You can look at existing benchmarks for how this is usually achieved.
### Benchmark Categories

So you have a benchmark to submit but don't know in which subfolder to put it? Here's some
advice on the intended semantics of each category.

#### Single threaded benchmarks

These are run when you just type `make`. Their semantics is explained in
[the Nofib paper](https://link.springer.com/chapter/10.1007%2F978-1-4471-3215-8_17)
(You can find a .ps online, thanks to @bgamari. Alternatively grep for
'Spectral' in docs/paper/paper.verb).

- `imaginary`: Mostly toy benchmarks, solving puzzles like n-queens.
- `spectral`: Algorithmic kernels, like FFT. If you want to add a benchmark of a
  library, this most certainly the place to put it.
- `real`: Actual applications, with a command-line interface and all. Because of
  the large dependency footprint of today's applications, these have become
  rather aged.
- `shootout`: Benchmarks from
  [the benchmarks game](https://benchmarksgame-team.pages.debian.net/benchmarksgame/),
  formerly known as "language shootout".

Most of the benchmarks are quite old and aren't really written in way one would
write high-performance Haskell code today (e.g., use of `String`, lists,
redefining own list combinators that don't take part in list fusion, rare use of
strictness annotations or unboxed data), so new benchmarks for the `real` and
`spectral` in brackets in particular are always welcome!

#### Other categories

Other than the default single-threaded categories above, there are the
following (SG: I'm guessing here, have never run them):

- `gc`: Run by `make -C gc` (though you'll probably have to edit the Makefile to
  your specific config). Select benchmarks from `spectral` and `real`, plus a
  few more (Careful, these have not been touched by #15999/!5, see the next
  subsection). Testdrives different GC configs, apparently.
- `smp`: Microbenchmarks for the `-threaded` runtime, measuring scheduler
  performance on concurrent and STM-heavy code.

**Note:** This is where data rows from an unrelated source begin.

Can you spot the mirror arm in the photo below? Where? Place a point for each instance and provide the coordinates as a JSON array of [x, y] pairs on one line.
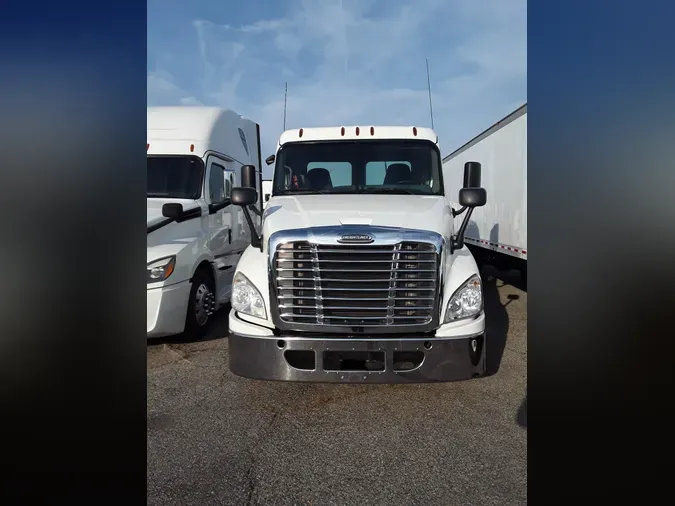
[[253, 208], [457, 213], [458, 240]]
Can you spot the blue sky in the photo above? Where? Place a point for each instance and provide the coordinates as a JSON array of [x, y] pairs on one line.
[[346, 61]]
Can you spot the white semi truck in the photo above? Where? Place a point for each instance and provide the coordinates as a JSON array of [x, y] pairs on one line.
[[195, 235], [359, 274], [497, 233]]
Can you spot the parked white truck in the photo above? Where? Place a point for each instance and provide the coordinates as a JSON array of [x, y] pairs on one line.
[[267, 191], [195, 236], [497, 233], [359, 274]]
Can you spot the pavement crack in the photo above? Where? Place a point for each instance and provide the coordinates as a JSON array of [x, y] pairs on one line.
[[250, 472]]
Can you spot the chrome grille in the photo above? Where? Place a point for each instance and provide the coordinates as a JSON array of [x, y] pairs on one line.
[[356, 285]]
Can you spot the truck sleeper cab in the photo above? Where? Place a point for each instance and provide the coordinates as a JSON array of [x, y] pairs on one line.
[[358, 275], [195, 236]]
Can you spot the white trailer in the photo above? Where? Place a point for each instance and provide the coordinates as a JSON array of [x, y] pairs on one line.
[[196, 236], [497, 232], [267, 191]]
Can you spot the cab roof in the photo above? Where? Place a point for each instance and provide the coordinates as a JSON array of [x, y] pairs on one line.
[[198, 129], [357, 132]]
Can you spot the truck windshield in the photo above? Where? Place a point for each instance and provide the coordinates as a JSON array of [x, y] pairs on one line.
[[178, 177], [369, 167]]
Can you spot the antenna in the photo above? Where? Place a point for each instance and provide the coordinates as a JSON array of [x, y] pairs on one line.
[[431, 110], [285, 97]]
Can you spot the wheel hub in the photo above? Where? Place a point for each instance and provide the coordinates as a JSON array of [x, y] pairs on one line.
[[205, 304]]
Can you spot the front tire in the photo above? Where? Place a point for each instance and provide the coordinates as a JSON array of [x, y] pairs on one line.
[[201, 305]]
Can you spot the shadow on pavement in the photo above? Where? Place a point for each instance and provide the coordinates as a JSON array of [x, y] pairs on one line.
[[521, 416], [496, 325], [217, 330]]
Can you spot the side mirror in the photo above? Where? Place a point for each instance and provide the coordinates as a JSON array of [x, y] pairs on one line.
[[472, 172], [472, 197], [173, 211], [248, 176], [244, 196]]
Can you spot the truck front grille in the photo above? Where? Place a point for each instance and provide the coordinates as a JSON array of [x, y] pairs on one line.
[[356, 285]]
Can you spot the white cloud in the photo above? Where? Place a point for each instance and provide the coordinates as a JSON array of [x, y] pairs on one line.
[[362, 62]]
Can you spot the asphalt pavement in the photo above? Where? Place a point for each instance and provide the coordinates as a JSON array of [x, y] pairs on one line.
[[215, 438]]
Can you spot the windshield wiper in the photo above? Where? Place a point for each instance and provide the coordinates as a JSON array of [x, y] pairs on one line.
[[301, 190], [399, 191]]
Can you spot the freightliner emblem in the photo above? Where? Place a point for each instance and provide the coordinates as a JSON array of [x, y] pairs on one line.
[[356, 238]]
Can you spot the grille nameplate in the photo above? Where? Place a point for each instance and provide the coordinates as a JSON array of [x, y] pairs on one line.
[[377, 287]]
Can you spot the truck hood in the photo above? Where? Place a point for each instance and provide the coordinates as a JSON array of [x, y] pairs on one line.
[[419, 212]]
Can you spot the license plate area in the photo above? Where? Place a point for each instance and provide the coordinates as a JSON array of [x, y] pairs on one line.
[[353, 361]]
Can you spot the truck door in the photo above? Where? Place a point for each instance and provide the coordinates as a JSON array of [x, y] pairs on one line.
[[220, 224]]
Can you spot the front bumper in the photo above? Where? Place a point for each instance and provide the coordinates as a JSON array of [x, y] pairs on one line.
[[167, 308], [341, 359]]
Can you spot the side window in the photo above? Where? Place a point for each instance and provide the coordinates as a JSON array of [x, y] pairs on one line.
[[229, 183], [217, 191]]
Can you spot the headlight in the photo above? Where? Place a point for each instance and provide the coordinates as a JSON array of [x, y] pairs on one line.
[[467, 301], [161, 269], [246, 298]]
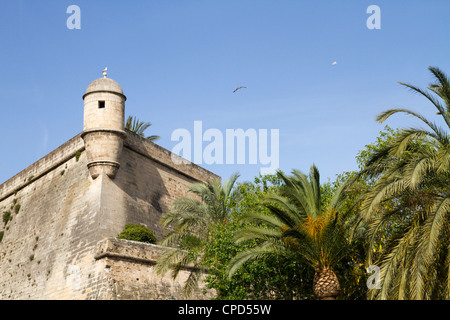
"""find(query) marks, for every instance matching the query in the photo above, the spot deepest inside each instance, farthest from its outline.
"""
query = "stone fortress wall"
(59, 242)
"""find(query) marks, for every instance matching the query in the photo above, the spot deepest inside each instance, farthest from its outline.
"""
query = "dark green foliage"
(282, 278)
(137, 232)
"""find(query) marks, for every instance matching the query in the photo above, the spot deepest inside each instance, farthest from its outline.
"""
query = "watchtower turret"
(103, 130)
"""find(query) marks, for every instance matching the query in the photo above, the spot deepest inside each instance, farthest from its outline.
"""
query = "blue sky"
(179, 62)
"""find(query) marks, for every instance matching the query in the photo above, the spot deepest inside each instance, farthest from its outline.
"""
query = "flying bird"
(238, 89)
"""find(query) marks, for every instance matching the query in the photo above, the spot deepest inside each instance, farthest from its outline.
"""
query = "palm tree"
(134, 125)
(413, 173)
(190, 221)
(297, 222)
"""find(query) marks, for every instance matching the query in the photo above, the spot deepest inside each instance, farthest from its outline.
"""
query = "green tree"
(134, 125)
(190, 222)
(267, 278)
(412, 173)
(137, 232)
(297, 223)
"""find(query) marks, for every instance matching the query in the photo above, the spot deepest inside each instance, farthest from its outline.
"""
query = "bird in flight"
(238, 88)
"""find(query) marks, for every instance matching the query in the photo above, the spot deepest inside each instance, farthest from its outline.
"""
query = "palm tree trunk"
(326, 284)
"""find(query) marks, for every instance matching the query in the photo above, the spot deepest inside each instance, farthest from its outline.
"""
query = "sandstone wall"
(50, 247)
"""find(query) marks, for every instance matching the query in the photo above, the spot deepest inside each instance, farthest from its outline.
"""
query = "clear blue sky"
(179, 61)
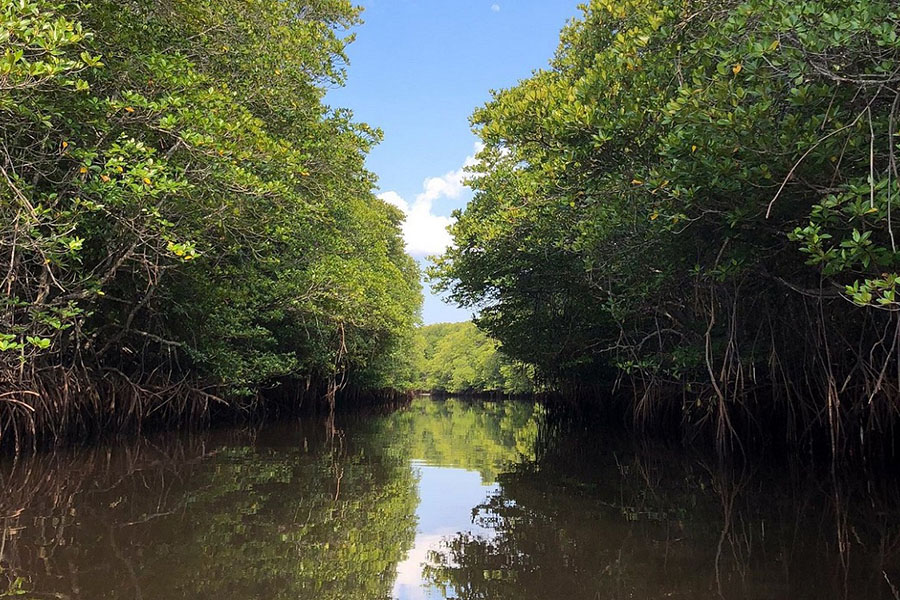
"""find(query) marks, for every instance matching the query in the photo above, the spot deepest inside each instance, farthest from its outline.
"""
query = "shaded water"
(443, 499)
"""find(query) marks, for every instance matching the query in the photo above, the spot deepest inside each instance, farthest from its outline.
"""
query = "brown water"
(439, 500)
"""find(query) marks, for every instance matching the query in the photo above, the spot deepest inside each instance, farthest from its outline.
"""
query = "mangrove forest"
(643, 341)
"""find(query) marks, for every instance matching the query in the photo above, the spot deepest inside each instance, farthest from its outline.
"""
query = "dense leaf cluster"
(176, 199)
(698, 195)
(457, 358)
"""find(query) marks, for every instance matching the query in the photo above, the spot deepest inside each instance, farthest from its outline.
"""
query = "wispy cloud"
(424, 231)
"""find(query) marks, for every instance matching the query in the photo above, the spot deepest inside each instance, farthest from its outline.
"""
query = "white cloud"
(424, 231)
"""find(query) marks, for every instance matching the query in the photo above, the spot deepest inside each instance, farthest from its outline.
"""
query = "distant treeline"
(697, 200)
(457, 358)
(183, 222)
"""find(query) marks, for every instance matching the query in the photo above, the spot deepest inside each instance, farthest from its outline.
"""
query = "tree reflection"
(650, 523)
(290, 514)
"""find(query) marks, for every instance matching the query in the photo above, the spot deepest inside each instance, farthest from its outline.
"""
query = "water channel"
(439, 499)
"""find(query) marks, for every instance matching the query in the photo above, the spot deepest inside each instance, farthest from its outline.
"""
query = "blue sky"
(418, 68)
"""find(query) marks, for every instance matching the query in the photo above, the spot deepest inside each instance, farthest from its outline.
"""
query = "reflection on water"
(438, 500)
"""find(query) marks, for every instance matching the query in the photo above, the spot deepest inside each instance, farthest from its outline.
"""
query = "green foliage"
(457, 358)
(176, 199)
(695, 193)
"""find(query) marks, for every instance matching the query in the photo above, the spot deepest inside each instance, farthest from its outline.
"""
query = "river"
(440, 499)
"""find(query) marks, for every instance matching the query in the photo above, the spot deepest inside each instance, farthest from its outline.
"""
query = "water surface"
(442, 499)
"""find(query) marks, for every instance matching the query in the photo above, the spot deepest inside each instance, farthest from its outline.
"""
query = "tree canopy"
(457, 358)
(697, 196)
(177, 204)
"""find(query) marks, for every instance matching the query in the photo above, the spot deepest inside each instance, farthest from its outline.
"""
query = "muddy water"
(442, 499)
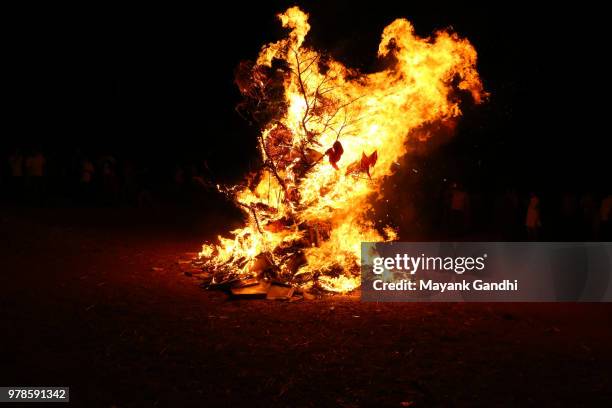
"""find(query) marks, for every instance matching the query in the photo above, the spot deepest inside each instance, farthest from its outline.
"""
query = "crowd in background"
(32, 178)
(450, 211)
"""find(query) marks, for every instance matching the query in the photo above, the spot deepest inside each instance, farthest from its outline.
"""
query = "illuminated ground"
(82, 306)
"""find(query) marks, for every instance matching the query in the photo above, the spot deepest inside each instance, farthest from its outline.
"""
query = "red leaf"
(363, 165)
(334, 153)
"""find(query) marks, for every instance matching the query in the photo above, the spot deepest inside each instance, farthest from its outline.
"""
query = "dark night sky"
(157, 82)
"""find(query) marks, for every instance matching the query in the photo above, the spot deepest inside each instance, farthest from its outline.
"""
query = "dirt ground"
(81, 306)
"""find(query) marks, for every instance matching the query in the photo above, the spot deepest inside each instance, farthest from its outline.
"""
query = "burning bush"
(330, 134)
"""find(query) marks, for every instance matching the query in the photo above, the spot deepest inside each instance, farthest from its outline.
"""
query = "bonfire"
(329, 136)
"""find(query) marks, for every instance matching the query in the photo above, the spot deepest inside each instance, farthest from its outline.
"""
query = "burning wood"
(307, 216)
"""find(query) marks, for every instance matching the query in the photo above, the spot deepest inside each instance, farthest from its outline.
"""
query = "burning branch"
(311, 107)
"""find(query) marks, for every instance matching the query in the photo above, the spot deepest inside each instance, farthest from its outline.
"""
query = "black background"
(156, 82)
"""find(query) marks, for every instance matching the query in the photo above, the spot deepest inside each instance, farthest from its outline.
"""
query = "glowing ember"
(330, 135)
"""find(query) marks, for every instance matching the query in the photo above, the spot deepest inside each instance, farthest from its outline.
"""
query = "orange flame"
(341, 134)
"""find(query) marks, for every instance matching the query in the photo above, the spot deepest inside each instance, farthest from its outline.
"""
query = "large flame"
(338, 133)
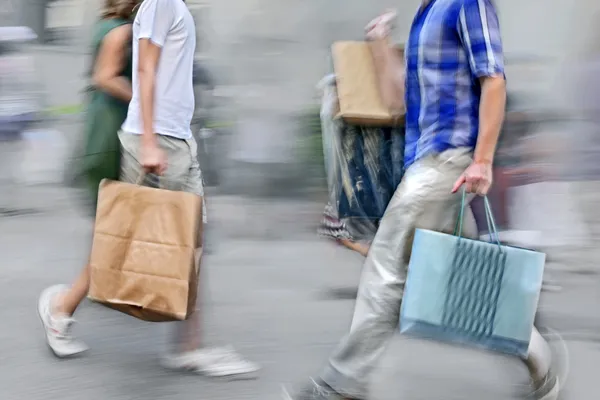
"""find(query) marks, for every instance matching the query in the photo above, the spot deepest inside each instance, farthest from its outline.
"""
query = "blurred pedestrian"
(156, 140)
(455, 100)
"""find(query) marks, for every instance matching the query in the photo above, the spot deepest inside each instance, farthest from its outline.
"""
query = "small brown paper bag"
(359, 85)
(143, 259)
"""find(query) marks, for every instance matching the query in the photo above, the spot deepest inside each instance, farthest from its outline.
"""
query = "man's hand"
(154, 160)
(478, 178)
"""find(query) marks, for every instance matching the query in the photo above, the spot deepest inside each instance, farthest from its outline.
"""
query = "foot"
(316, 390)
(547, 389)
(57, 327)
(218, 362)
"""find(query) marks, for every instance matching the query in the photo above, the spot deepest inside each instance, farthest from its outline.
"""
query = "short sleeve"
(479, 31)
(155, 19)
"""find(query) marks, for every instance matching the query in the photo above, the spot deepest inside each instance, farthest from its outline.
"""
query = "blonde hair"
(118, 8)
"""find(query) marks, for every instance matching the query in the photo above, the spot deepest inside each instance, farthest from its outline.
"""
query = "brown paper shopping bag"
(143, 259)
(358, 66)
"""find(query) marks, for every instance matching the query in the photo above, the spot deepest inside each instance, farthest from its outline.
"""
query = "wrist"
(148, 139)
(487, 161)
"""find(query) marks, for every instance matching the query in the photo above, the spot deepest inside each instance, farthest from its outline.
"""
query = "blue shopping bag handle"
(491, 223)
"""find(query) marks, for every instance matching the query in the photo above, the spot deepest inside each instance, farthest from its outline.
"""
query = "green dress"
(104, 116)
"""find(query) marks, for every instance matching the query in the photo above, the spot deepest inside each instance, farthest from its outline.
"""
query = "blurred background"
(274, 287)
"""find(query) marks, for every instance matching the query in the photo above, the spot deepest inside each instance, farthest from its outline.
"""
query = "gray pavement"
(269, 285)
(274, 296)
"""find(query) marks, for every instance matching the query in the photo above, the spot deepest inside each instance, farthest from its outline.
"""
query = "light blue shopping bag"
(471, 292)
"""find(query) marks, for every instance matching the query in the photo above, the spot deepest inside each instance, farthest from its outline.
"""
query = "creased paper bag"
(143, 259)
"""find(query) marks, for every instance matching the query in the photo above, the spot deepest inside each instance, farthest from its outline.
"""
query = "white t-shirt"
(170, 25)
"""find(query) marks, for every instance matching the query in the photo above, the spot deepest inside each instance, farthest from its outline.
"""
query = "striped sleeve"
(479, 30)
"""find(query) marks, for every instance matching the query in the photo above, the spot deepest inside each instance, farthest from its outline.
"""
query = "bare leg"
(539, 358)
(187, 334)
(68, 302)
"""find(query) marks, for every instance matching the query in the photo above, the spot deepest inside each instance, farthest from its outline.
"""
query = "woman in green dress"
(108, 100)
(108, 95)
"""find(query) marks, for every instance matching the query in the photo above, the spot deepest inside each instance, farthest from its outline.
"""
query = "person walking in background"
(108, 100)
(455, 100)
(108, 95)
(156, 139)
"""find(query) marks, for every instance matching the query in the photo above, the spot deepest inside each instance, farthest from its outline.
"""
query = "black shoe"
(316, 390)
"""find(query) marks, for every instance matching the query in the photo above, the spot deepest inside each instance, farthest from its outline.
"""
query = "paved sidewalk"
(276, 300)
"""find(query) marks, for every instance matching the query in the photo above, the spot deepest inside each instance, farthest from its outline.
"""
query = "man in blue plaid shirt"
(455, 100)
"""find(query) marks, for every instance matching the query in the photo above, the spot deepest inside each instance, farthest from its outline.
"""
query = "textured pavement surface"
(270, 287)
(282, 300)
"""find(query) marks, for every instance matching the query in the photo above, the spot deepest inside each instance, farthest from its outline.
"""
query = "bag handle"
(489, 216)
(142, 176)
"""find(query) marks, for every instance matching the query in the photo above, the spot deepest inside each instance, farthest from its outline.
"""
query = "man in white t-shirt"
(156, 140)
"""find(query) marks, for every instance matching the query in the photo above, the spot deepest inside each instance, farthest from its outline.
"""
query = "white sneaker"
(57, 327)
(548, 389)
(217, 362)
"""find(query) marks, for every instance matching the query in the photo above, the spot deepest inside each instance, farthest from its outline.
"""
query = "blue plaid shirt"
(451, 44)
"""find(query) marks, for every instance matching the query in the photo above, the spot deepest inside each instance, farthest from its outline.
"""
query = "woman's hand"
(381, 27)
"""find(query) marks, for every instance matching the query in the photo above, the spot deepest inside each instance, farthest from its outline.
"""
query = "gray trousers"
(422, 200)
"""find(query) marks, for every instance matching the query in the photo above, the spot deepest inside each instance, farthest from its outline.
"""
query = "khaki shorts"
(182, 173)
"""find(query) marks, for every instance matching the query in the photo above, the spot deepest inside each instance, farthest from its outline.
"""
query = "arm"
(110, 62)
(149, 54)
(155, 19)
(479, 31)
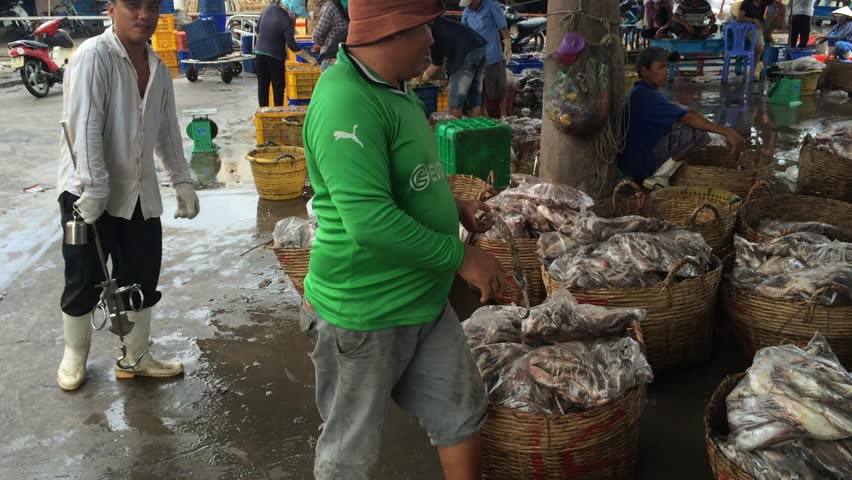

### Stability wrt. GC paramerisations

Additionally, pay attention that your benchmarks are stable wrt. different
GC paramerisations, so that small changes in allocation don't lead to big,
unexplicable jumps in performance. See #15999 for details. Also make sure
that you run the benchmark with the default GC settings, as enlarging Gen 0 or
Gen 1 heaps just amplifies the problem.

As a rule of thumb on how to ensure this: Make sure that your benchmark doesn't
just build up one big data and consume it in a final step, but rather that the
working set grows and shrinks (e.g. is approximately constant) over the whole
run of the benchmark. You can ensure this by iterating your main logic `$n`
times (how often depends on your program, but in the ball park of 100-1000).
You can test stability by plotting productivity curves for your `fast` settings
with the `prod.py` script attached to #15999.

If in doubt, ask Sebastian Graf for help.

## Important notes

Note that some of these tests (e.g. `spectral/fish`) tend to be very sensitive
to branch predictor effectiveness. This means that changes in the compiler
can easily be masked by "random" fluctuations in the code layout produced by
particular compiler runs. Recent GHC versions provide the `-fproc-alignment`
flag to pad procedures, ensuring slightly better stability across runs. If you
are seeing an unexpected change in performance try adding `-fproc-alignment=64`
the compiler flags of both your baseline and test tree.